Byron York asks why Rubio’s support keeps declining, and offers a possible answer:

For Rubio, though, something else is happening. “Rubio has an even bigger challenge,” said Castellanos. “Jeb Bush is beer, and Rubio is lite beer. [Bush] has a more mature brand in his category. Many voters see Rubio, charismatic as he is, as Jeb Bush without the experience. In NASCAR terms, Rubio is drafting behind Jeb’s car and only has a chance if Jeb’s car hits the wall and clears the way ahead, so voters can pay attention to him.”

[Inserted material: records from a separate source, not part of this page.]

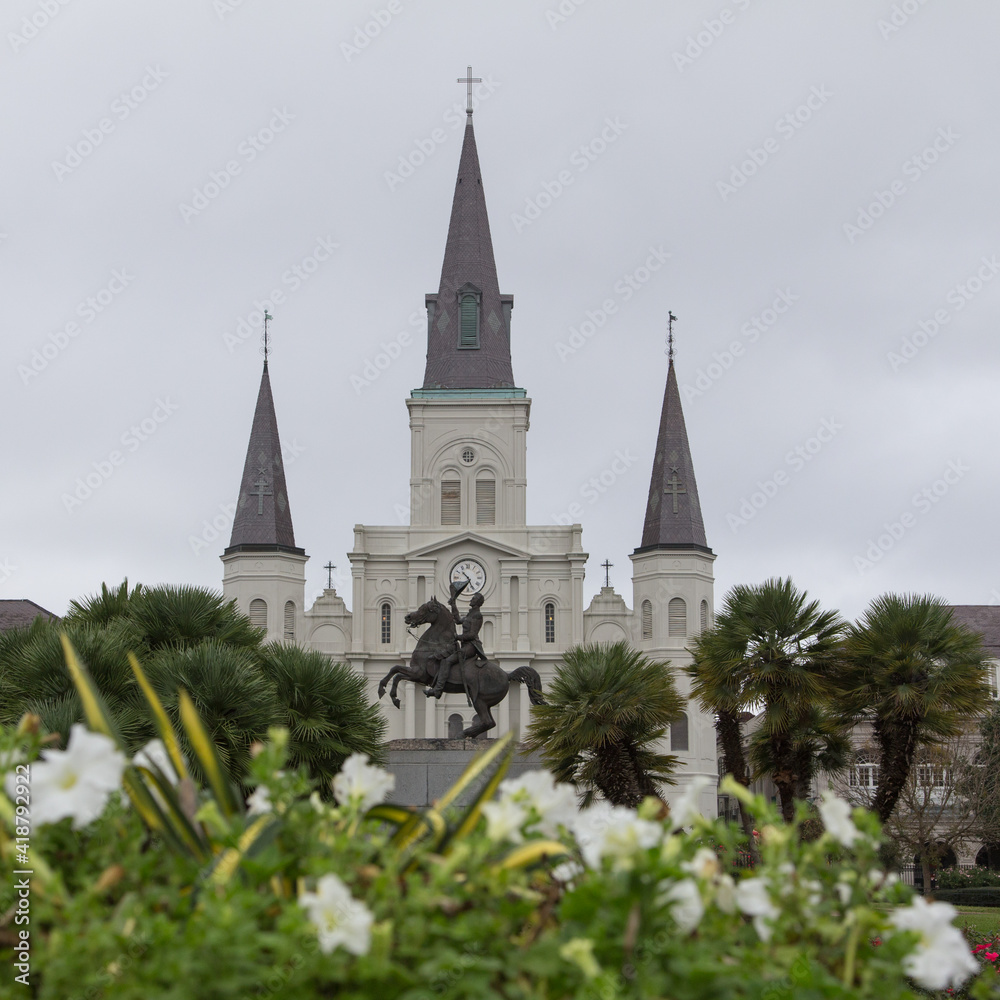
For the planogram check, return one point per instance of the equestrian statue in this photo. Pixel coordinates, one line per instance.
(444, 661)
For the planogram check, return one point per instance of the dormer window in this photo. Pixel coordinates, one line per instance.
(468, 317)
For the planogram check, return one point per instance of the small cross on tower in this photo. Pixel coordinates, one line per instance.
(674, 487)
(470, 80)
(262, 492)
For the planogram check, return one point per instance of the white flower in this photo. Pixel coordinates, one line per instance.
(361, 784)
(567, 871)
(687, 808)
(260, 802)
(836, 816)
(554, 802)
(339, 918)
(606, 831)
(76, 781)
(704, 864)
(685, 904)
(754, 901)
(155, 753)
(504, 820)
(942, 958)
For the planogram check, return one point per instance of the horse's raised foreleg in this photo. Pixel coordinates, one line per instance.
(484, 719)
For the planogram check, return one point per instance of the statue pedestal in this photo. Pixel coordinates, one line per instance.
(425, 769)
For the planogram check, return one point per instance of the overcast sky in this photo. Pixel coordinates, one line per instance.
(828, 171)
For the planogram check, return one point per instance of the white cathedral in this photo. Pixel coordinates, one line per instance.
(468, 478)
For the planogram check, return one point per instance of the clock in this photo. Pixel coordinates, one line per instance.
(471, 570)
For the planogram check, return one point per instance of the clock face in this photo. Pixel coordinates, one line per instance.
(471, 570)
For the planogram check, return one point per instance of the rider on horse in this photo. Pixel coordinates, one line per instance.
(470, 648)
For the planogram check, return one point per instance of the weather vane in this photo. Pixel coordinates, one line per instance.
(470, 80)
(266, 348)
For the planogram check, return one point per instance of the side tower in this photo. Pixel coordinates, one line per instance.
(672, 582)
(264, 571)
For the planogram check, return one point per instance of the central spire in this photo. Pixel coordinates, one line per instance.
(468, 321)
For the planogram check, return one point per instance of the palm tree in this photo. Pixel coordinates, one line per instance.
(770, 648)
(326, 709)
(607, 707)
(918, 675)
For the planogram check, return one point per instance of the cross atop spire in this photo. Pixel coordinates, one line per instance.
(470, 80)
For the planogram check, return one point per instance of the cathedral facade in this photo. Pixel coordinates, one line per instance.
(469, 423)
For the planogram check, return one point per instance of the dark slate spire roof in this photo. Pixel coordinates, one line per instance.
(468, 261)
(263, 520)
(673, 513)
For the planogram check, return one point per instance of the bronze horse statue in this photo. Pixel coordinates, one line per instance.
(484, 686)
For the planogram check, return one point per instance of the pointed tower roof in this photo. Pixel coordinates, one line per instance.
(455, 358)
(263, 520)
(673, 513)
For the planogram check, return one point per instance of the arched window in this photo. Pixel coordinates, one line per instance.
(864, 773)
(679, 734)
(451, 501)
(676, 617)
(387, 622)
(486, 501)
(469, 322)
(258, 612)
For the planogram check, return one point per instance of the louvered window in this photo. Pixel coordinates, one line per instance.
(550, 623)
(676, 617)
(469, 322)
(258, 613)
(679, 734)
(451, 501)
(486, 501)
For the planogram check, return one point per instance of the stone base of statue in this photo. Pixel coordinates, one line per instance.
(425, 769)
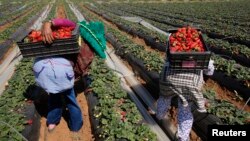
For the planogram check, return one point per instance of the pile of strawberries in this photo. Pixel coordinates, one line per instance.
(61, 33)
(186, 39)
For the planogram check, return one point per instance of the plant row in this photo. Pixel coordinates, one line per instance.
(151, 64)
(117, 115)
(228, 67)
(13, 102)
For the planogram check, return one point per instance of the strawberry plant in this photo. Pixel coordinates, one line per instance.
(117, 114)
(12, 102)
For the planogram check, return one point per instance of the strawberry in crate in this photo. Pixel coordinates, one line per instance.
(186, 39)
(59, 33)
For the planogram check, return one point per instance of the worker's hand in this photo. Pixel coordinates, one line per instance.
(47, 33)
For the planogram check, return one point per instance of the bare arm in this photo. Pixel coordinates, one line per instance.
(47, 31)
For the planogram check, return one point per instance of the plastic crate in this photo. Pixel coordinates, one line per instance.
(58, 47)
(188, 60)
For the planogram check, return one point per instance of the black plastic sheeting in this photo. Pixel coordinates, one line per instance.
(201, 120)
(32, 132)
(232, 84)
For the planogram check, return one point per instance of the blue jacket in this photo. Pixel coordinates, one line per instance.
(54, 74)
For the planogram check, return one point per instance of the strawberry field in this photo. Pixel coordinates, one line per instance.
(120, 101)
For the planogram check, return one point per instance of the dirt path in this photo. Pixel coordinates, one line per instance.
(62, 132)
(221, 92)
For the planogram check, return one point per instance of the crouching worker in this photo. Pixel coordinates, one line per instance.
(56, 76)
(186, 85)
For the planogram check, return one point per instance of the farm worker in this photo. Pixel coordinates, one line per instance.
(56, 76)
(186, 85)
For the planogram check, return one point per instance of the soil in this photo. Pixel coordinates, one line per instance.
(222, 93)
(3, 27)
(62, 132)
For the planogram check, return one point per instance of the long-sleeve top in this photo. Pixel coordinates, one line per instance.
(186, 84)
(55, 74)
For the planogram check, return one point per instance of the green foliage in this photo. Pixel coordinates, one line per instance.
(112, 102)
(226, 111)
(12, 101)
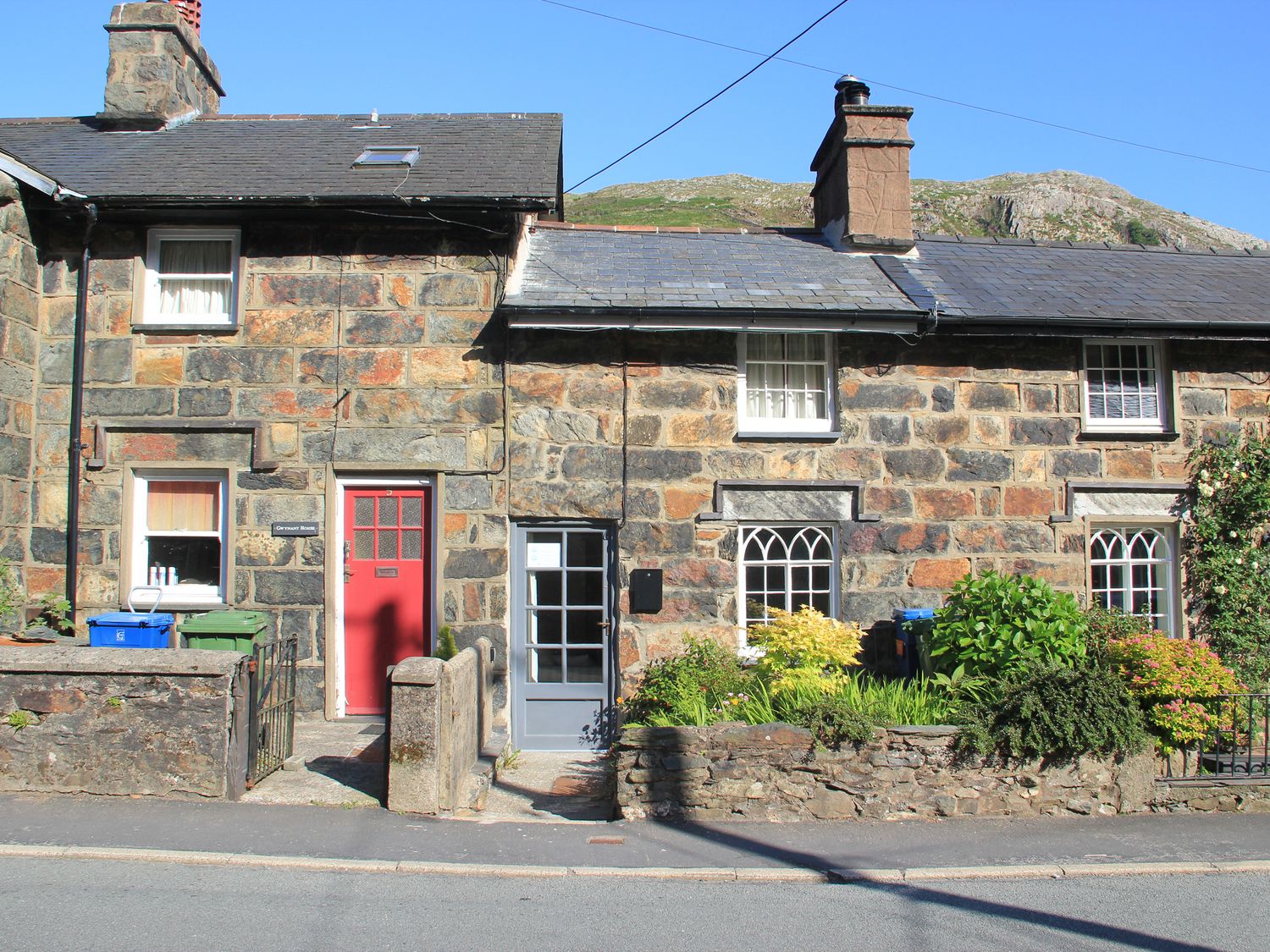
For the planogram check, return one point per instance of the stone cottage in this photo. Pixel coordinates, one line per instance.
(249, 360)
(853, 416)
(347, 371)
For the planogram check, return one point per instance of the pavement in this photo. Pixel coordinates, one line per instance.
(546, 817)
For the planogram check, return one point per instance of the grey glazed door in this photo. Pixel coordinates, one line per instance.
(560, 637)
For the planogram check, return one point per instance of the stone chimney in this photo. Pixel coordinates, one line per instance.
(159, 70)
(861, 195)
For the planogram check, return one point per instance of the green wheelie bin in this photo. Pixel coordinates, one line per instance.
(224, 630)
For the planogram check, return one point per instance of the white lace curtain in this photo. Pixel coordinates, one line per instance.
(195, 277)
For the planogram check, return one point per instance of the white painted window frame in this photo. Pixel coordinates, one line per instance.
(785, 424)
(152, 289)
(1140, 424)
(1165, 569)
(139, 563)
(743, 535)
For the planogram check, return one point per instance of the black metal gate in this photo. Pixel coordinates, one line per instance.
(273, 706)
(1236, 744)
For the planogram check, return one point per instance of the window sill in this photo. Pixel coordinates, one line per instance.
(1128, 436)
(185, 606)
(787, 437)
(185, 327)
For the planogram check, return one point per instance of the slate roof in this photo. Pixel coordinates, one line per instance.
(975, 281)
(230, 157)
(1071, 283)
(624, 271)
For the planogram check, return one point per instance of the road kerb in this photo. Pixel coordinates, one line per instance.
(1162, 868)
(419, 867)
(751, 875)
(1254, 866)
(701, 873)
(931, 873)
(848, 875)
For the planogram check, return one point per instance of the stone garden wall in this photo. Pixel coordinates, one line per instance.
(1212, 796)
(124, 721)
(772, 772)
(964, 448)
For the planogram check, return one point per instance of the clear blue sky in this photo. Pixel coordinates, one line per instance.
(1179, 75)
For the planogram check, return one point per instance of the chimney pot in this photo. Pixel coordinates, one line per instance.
(190, 9)
(863, 195)
(853, 91)
(159, 70)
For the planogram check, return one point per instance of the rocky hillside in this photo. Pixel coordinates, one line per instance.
(1044, 206)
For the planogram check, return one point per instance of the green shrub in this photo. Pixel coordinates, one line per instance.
(833, 718)
(805, 647)
(685, 688)
(1175, 682)
(1107, 625)
(12, 596)
(1142, 234)
(446, 647)
(1052, 711)
(992, 625)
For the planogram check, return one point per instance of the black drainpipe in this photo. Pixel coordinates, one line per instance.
(76, 443)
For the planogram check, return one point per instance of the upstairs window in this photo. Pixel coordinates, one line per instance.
(192, 277)
(1124, 388)
(179, 536)
(785, 383)
(1133, 569)
(787, 568)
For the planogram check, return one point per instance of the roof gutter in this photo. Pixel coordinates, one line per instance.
(1061, 325)
(652, 319)
(423, 202)
(37, 180)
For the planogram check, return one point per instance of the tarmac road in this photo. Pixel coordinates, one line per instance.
(83, 904)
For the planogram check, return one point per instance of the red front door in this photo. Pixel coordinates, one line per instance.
(388, 597)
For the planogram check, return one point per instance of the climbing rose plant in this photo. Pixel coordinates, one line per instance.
(1227, 553)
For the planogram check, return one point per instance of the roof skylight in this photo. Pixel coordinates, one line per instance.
(389, 155)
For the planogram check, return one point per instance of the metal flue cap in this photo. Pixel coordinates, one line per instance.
(853, 91)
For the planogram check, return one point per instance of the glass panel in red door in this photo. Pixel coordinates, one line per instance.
(388, 593)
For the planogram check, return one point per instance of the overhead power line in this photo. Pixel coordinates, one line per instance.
(703, 106)
(909, 91)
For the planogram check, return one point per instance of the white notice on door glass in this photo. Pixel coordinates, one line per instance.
(543, 555)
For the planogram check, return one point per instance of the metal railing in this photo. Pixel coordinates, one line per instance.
(1234, 746)
(271, 731)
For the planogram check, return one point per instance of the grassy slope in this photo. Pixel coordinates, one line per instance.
(1046, 206)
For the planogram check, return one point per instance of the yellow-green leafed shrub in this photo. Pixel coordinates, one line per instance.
(805, 647)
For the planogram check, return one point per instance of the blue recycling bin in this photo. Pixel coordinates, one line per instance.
(912, 641)
(130, 630)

I have assumed from the start that Rubio’s candidacy made no sense, especially when Bush was already going to be taking up the space that Rubio wants to occupy. This interpretation supports my view that Rubio isn’t likely to be competitive in the primaries next year and was never going to be so long as Bush was also in the race. The reason why many voters would see Rubio as “Bush without the experience” is that their domestic policy views are very similar, their political careers in Florida were closely linked, and their rhetoric on immigration and foreign policy has been virtually indistinguishable in the past. To the extent that Rubio has separated himself from Bush in these areas, he has done so by running away from his previous position on immigration and by emphasizing his hard-line foreign policy views. In the process, he has made himself seem both more opportunistic and more ideological than Bush, and that doesn’t appear to be winning him much support. The question to ask about Rubio’s candidacy isn’t, “What happened to him?” but rather “why did he decide to run at all?”